La supervivencia del Lliure, en manos de Hacienda

El fisco reclama a las instituciones catalanas el IVA de las subvenciones públicas recibidas en los últimos cuatro años.

«Loo», de Sergi Ots, ocupa este fin de semana el escenario de Temporada alta
«Loo», de Sergi Ots, ocupa este fin de semana el escenario de Temporada alta

El fisco reclama a las instituciones catalanas el IVA de las subvenciones públicas recibidas en los últimos cuatro años.

Las instituciones culturales catalanas ven en peligro su supervivencia después de que Hacienda les haya reclamado el IVA de las subvenciones recibidas desde todos los organismos públicos, tanto de las distintas administraciones españolas como de la Unión Europea, en los últimos cuatro años. En la semana que el prestigioso festival de artes escénicas Temporada Alta dedica a los programadores nacionales y extranjeros, su director, Salvador Sunyer, ha aprovechado la fuerte presencia de la prensa especializada para reconocer que Hacienda le reclama 1,4 millones de euros en concepto de IVA por las ayudas que han venido recibiendo. Según sus palabras, el asunto les ha resultado sorprendente y contradictorio por cuanto «estas subvenciones –ha dicho– han sido auditadas cada año, ¡porque, si no, no te pagan!, por el Ayuntamiento, la Generalitat, el Ministerio de Cultura, el Ministerio de Hacienda... y la Comunidad Europea. Y nadie nos ha dicho nunca que no se hiciera bien».
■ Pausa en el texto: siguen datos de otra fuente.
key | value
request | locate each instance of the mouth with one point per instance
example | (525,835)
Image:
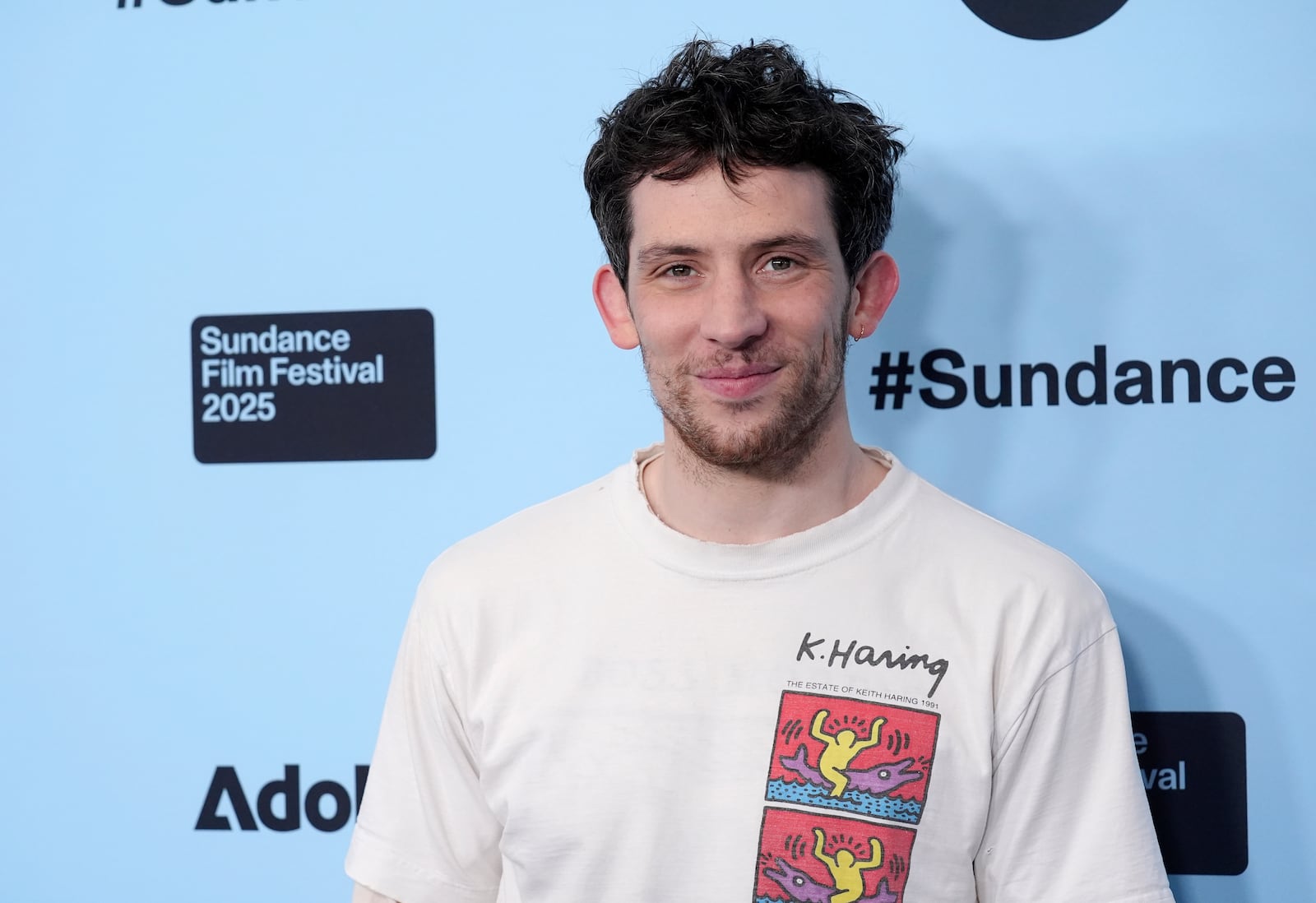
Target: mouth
(737,382)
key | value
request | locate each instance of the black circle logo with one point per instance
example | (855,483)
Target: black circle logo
(1044,20)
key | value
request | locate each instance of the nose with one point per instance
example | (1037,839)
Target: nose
(734,315)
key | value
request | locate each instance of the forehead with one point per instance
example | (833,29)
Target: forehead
(707,211)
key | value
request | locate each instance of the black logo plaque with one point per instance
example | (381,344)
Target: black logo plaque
(333,386)
(1195,771)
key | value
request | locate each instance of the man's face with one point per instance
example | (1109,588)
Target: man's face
(740,299)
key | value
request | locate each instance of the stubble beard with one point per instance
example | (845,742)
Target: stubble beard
(776,449)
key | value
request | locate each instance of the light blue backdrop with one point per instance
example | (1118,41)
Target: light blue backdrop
(1147,186)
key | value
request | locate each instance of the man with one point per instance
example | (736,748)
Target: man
(633,692)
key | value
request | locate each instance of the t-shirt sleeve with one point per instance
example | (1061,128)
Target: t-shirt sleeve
(425,833)
(1069,817)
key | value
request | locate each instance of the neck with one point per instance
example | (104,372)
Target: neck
(758,504)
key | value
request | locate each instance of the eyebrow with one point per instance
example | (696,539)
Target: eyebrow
(800,241)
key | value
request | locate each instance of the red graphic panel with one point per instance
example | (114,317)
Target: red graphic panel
(852,756)
(809,857)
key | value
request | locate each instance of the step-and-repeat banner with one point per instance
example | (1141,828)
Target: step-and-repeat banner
(296,293)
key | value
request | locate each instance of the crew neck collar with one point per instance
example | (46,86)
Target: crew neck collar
(772,558)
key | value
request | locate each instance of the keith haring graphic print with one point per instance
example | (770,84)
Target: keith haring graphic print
(853,756)
(809,857)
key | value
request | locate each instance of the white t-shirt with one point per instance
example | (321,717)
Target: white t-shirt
(910,703)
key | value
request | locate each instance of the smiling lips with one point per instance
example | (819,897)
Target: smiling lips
(737,382)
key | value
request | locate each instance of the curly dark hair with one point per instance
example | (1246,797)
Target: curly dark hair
(741,109)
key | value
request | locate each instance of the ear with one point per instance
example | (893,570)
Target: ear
(874,289)
(609,296)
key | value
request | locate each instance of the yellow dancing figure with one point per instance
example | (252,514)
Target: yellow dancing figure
(840,749)
(846,872)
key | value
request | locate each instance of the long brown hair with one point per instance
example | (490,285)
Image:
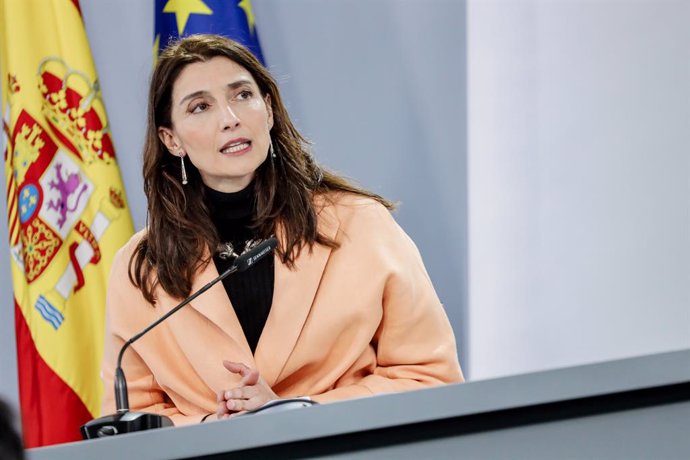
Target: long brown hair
(179,226)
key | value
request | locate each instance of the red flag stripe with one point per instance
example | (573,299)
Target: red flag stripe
(51,410)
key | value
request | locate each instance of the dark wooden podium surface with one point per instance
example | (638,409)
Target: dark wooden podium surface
(628,409)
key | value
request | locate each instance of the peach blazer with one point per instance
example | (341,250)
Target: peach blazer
(351,322)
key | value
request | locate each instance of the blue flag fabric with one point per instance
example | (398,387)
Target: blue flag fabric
(231,18)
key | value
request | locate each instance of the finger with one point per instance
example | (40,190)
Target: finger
(235,405)
(236,368)
(241,393)
(250,378)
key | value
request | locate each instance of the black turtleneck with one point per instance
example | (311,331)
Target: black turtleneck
(251,291)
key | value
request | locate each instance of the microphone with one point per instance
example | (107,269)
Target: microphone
(124,421)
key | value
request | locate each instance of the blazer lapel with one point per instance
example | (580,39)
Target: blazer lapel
(225,332)
(293,294)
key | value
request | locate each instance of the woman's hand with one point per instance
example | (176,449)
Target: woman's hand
(253,392)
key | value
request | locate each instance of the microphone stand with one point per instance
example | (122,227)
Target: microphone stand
(125,421)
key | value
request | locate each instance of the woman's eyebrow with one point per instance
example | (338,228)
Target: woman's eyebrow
(233,85)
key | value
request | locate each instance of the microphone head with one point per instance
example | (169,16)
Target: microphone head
(252,256)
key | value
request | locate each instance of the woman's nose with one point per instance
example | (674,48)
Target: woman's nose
(229,119)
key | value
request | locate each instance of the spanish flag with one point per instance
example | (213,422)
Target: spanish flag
(67,213)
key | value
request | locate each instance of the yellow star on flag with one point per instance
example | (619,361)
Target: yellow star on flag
(246,5)
(182,10)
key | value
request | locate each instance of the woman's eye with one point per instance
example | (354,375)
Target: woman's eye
(200,107)
(244,95)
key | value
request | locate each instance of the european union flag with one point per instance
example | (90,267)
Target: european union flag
(230,18)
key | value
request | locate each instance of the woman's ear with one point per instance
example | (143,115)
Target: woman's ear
(269,109)
(168,138)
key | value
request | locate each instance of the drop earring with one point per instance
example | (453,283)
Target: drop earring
(271,151)
(184,171)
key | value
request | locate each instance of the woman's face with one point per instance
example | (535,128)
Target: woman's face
(221,121)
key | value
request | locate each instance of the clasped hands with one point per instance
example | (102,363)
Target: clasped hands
(252,392)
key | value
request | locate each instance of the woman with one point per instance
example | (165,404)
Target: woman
(344,309)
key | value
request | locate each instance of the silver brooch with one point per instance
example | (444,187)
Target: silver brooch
(227,251)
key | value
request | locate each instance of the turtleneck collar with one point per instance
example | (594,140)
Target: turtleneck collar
(232,213)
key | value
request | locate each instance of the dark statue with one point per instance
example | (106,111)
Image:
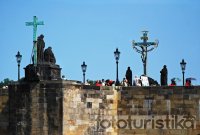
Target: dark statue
(163,76)
(46,67)
(40,48)
(129,76)
(49,56)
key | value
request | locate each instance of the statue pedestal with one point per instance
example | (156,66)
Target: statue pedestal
(43,71)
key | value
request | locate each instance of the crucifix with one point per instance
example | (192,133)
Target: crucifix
(142,48)
(35,23)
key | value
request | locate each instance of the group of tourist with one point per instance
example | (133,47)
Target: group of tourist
(103,82)
(142,80)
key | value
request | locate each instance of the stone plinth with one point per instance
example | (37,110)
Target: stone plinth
(43,71)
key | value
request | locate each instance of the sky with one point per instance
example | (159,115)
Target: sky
(91,30)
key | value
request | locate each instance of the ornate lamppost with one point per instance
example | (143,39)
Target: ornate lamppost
(142,48)
(183,66)
(117,55)
(18,58)
(84,67)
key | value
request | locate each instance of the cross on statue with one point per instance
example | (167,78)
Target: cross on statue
(142,48)
(35,23)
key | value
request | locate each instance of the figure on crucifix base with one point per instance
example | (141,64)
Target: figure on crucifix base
(49,56)
(40,48)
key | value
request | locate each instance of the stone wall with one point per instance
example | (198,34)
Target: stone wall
(36,108)
(64,108)
(120,111)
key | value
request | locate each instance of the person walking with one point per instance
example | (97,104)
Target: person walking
(129,76)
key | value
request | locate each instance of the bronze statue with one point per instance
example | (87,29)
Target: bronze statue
(40,48)
(163,76)
(49,56)
(129,76)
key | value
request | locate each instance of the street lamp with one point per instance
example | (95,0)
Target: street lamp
(117,55)
(142,48)
(183,65)
(84,67)
(18,58)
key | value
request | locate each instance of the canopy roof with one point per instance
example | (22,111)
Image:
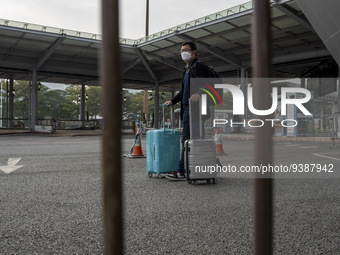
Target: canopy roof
(223,40)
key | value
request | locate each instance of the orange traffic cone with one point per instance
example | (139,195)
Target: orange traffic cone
(218,142)
(137,148)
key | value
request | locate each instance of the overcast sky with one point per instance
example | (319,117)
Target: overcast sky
(84,15)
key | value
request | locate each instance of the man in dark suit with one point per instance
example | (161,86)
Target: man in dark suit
(193,69)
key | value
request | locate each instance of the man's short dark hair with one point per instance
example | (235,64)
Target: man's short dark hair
(191,44)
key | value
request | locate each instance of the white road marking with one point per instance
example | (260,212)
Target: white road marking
(325,156)
(11,165)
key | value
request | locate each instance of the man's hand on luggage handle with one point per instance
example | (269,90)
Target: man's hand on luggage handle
(195,97)
(168,103)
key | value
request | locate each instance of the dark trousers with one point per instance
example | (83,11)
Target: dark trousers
(185,136)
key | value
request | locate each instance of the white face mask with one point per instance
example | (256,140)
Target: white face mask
(186,56)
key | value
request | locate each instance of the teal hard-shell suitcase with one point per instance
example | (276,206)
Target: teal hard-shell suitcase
(162,150)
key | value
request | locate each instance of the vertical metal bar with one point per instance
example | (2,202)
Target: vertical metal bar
(156,106)
(338,87)
(147,19)
(82,102)
(111,144)
(11,101)
(146,94)
(34,100)
(261,66)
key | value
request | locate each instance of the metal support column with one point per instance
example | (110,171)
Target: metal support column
(82,102)
(11,101)
(338,84)
(110,74)
(261,67)
(156,106)
(34,100)
(244,90)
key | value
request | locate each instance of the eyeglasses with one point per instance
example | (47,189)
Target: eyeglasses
(186,50)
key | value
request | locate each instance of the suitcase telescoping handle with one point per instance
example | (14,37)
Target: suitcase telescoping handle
(171,116)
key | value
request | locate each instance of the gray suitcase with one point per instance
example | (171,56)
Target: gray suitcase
(200,160)
(199,154)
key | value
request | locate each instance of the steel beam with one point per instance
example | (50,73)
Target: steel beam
(111,139)
(261,72)
(50,51)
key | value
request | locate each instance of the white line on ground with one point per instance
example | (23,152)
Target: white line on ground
(325,156)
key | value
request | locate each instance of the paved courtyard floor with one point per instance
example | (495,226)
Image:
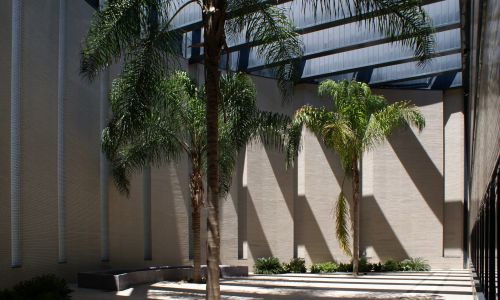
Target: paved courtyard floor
(445,284)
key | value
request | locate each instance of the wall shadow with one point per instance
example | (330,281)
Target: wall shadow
(281,173)
(377,232)
(422,171)
(257,241)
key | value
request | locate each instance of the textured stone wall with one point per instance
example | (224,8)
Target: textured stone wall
(412,185)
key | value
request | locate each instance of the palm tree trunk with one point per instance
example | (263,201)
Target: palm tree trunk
(355,217)
(214,14)
(196,187)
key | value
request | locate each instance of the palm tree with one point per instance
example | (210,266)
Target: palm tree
(357,122)
(139,33)
(175,126)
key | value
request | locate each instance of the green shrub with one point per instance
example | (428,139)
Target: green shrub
(268,265)
(414,264)
(45,287)
(296,265)
(345,267)
(364,266)
(376,267)
(390,265)
(326,267)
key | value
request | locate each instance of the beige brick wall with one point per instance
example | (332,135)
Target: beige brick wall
(402,206)
(453,173)
(5,53)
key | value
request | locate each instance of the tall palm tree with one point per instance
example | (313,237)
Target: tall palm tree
(175,126)
(357,122)
(139,32)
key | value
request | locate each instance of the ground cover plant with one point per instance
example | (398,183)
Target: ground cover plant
(272,265)
(326,267)
(296,265)
(268,265)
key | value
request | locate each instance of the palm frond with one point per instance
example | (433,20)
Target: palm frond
(113,29)
(402,21)
(312,118)
(389,119)
(342,223)
(123,26)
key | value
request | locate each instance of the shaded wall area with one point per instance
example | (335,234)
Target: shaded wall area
(483,109)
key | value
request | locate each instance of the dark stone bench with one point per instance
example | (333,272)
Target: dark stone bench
(117,280)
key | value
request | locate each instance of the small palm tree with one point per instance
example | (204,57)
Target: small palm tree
(175,125)
(138,32)
(357,122)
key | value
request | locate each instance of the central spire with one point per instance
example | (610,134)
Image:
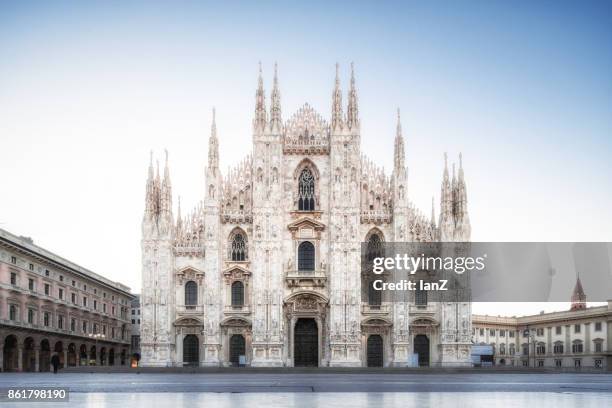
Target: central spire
(260,104)
(275,107)
(337,122)
(352,112)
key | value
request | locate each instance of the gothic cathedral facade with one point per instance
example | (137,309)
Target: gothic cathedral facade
(265,271)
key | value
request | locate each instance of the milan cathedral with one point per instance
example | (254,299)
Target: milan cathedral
(265,271)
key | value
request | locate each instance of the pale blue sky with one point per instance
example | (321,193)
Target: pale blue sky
(523,89)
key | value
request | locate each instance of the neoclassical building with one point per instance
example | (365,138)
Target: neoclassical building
(49,305)
(265,271)
(578,338)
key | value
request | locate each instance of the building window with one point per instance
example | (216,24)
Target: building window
(577,346)
(238,251)
(420,297)
(237,294)
(598,346)
(306,256)
(306,191)
(374,249)
(191,293)
(13,312)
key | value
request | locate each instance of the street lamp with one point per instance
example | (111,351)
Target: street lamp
(96,336)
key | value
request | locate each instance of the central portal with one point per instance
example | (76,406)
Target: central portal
(306,343)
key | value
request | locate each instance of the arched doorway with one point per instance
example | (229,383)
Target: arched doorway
(191,352)
(375,351)
(10,354)
(59,349)
(421,347)
(93,357)
(83,355)
(29,357)
(306,343)
(237,348)
(103,356)
(44,363)
(71,355)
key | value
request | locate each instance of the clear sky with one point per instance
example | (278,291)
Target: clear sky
(523,89)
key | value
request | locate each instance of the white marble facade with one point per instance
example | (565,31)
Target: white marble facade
(267,266)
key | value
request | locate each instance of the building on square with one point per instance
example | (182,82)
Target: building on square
(578,338)
(265,271)
(51,305)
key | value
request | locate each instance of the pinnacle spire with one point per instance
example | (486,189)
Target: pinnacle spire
(213,144)
(400,155)
(275,108)
(337,122)
(353,108)
(260,103)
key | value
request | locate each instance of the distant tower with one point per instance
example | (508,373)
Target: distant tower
(578,297)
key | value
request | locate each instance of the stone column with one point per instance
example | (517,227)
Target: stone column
(37,358)
(19,357)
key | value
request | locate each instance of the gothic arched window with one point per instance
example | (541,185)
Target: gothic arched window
(306,191)
(237,293)
(191,293)
(374,249)
(306,258)
(238,250)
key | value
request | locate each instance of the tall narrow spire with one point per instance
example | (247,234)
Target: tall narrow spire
(275,107)
(399,153)
(352,113)
(337,122)
(166,189)
(260,104)
(213,145)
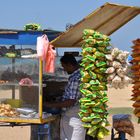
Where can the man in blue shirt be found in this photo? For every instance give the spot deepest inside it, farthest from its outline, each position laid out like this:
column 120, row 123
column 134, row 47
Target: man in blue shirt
column 70, row 125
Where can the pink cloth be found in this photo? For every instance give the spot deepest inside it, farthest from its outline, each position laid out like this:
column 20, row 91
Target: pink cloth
column 46, row 52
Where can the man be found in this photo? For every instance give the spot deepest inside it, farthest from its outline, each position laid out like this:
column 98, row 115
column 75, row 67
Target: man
column 70, row 124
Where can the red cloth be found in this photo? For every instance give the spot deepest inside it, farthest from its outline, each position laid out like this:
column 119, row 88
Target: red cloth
column 46, row 52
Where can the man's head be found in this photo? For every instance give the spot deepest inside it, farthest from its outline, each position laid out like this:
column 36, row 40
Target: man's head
column 69, row 63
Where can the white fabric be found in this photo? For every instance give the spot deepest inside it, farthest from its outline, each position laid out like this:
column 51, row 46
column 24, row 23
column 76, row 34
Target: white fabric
column 71, row 126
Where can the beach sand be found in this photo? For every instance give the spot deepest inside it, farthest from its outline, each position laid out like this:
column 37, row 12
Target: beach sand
column 119, row 102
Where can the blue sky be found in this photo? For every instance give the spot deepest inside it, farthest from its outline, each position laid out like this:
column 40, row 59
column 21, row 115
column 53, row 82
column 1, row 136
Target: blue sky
column 55, row 14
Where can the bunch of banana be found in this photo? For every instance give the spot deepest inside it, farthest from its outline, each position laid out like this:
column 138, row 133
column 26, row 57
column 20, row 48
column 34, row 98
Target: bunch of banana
column 93, row 104
column 136, row 78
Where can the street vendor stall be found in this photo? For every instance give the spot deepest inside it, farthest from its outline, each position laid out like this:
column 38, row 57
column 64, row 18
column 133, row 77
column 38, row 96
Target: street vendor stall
column 21, row 83
column 91, row 36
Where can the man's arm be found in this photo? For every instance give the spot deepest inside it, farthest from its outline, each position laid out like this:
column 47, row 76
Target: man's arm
column 66, row 103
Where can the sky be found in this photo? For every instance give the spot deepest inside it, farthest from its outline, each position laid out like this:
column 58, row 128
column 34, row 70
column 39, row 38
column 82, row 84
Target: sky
column 55, row 14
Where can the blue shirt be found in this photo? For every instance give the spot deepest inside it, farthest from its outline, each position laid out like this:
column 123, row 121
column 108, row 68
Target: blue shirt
column 72, row 89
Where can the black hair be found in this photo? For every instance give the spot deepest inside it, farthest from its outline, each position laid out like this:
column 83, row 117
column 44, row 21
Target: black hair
column 68, row 59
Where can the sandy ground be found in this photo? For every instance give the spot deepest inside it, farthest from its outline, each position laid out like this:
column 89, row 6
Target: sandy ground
column 117, row 99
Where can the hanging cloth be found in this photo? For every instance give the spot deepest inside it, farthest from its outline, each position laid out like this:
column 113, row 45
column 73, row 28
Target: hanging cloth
column 46, row 52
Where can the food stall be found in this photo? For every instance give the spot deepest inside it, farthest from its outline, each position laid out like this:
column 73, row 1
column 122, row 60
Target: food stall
column 107, row 19
column 21, row 73
column 90, row 36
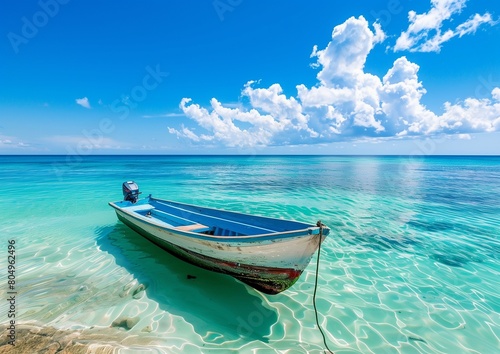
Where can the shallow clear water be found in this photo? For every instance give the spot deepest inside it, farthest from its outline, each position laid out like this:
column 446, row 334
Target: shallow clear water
column 411, row 265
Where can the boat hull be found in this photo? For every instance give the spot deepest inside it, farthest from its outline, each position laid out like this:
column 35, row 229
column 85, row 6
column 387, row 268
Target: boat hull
column 270, row 265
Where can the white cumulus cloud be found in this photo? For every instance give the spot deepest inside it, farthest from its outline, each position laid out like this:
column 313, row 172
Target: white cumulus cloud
column 426, row 32
column 347, row 102
column 84, row 102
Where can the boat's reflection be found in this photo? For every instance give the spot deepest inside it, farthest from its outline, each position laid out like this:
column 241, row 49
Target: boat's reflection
column 216, row 305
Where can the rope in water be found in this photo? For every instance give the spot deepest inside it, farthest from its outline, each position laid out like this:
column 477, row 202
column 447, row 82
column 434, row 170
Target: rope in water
column 320, row 225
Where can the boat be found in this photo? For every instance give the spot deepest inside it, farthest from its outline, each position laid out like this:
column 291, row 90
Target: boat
column 268, row 254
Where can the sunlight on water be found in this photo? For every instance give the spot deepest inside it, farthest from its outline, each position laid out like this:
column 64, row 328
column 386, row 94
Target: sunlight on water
column 411, row 266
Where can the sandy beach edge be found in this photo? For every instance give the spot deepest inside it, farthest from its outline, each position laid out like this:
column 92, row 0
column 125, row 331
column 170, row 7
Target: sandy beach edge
column 35, row 338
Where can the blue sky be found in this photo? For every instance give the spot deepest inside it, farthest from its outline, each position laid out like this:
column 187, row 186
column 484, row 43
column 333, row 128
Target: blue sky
column 250, row 77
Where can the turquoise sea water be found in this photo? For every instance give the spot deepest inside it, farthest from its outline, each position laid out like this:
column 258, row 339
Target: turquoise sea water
column 412, row 264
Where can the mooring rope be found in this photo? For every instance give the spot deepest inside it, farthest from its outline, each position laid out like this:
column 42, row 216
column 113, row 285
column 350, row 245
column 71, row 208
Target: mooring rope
column 320, row 225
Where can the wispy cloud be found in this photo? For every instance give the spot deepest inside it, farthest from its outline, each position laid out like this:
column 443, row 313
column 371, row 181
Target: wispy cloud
column 347, row 103
column 10, row 142
column 164, row 115
column 426, row 32
column 84, row 102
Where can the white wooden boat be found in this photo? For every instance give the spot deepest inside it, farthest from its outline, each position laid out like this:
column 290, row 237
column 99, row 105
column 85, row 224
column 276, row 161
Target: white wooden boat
column 268, row 254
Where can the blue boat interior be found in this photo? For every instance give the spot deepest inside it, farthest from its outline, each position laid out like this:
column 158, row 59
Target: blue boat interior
column 185, row 217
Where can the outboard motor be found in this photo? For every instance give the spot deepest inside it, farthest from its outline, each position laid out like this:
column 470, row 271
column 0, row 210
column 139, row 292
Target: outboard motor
column 130, row 191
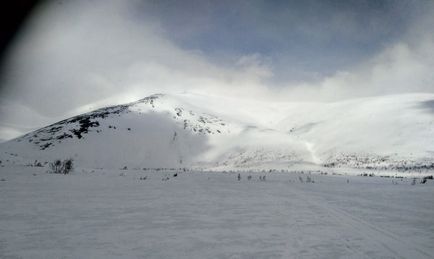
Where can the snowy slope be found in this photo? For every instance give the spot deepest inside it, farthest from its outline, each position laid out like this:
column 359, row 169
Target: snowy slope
column 191, row 130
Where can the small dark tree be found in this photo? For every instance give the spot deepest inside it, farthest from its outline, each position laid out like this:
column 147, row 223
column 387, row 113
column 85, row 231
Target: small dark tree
column 61, row 167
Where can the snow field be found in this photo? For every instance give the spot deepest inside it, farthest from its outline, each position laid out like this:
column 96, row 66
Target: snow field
column 115, row 214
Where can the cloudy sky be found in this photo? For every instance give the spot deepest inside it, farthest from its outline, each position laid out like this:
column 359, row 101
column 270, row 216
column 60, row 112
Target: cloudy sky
column 74, row 56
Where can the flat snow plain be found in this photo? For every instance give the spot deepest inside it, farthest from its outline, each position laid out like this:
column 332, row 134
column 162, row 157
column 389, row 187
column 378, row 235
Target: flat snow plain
column 114, row 214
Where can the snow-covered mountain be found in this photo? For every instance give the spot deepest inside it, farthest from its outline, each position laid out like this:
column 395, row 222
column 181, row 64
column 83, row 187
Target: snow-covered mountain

La controversia radica en la ambigüedad que, según Sunyer, existía en el marco legal en torno a si las ayudas públicas deben estar sujetas o no declarar IVA. Debate en el que fuentes de Hacienda reconocían ayer a LA RAZÓN que «no hay ninguna campaña para tratar de recuperar el IVA exclusivamente en la cultura catalana, sino que son actuaciones a nivel nacional. Simplemente se ha abierto una inspección, como ya se hizo en otros sectores. No es nada nuevo. La ley dice que se exija el IVA a futuro, pero ha pasado se liquida».

Jesús Cimarro, director de la Federación Estatal de Asociaciones de Empresas de Teatro y Danza (Faeteda), ha confirmado este punto: «El problema era lo ambiguo de la ley hasta este momento. En teoría, las subvenciones no llevaban IVA, pero Hacienda se ha agarrado a decir que esa subvención es para rebajar el precio de las entradas, y eso sí lleva consigo IVA». A raíz de esta controversia, Faeteda se ha movilizado en estos meses para conseguir que el pasado 9 de noviembre se aprobase en el Parlamento, con un amplio consenso, una normativa en la ley de contratos públicos con las instituciones culturales que, efectivamente, eximía a estas de pagar el IVA por las ayudas recibidas. Sin embargo, Hacienda reclama ahora todo lo que no ha recibido en el periodo anterior a la entrada en vigor de esta normativa. «Yo creo que esto es mucho más grave de lo que fue el IVA de las entradas –afirma Sunyer– porque esto, por su carácter retroactivo, va a obligar a cerrar muchas cosas». La polémica se ve alimentada por el hecho de que, hasta el momento, la mayor parte de las empresas culturales que han reconocido estar sujetas a una inspección de Hacienda son catalanas. «Que yo sepa, somos veintitantos –confirma el director de Temporada Alta–. Estamos nosotros y también el Teatre Lliure, el Museo Nacional de Arte de Cataluña, el Centro de Cultura Contemporánea de Barcelona (CCCB), el Mercado de las Flores, alguna productora audiovisual, etc. Depende de a quién inspeccionen; pero esto afecta a todo el mundo». Preguntado por este asunto, el director del LLiure, Lluis Pasqual ha confirmado que, efectivamente, también a ellos les reclama Hacienda 1,3 millones de euros. «Si esto se lleva a cabo, tendríamos que cerrar o dejar de programar –ha asegurado–. Es una putada». Acerca de que todas las instituciones culturales que están siendo investigadas y que han salido a la luz de momento sean catalanas, el director de Faeteda ha sido contundente: «Me consta que hay algunas investigadas fuera de Cataluña», ha asegurado Cimarro.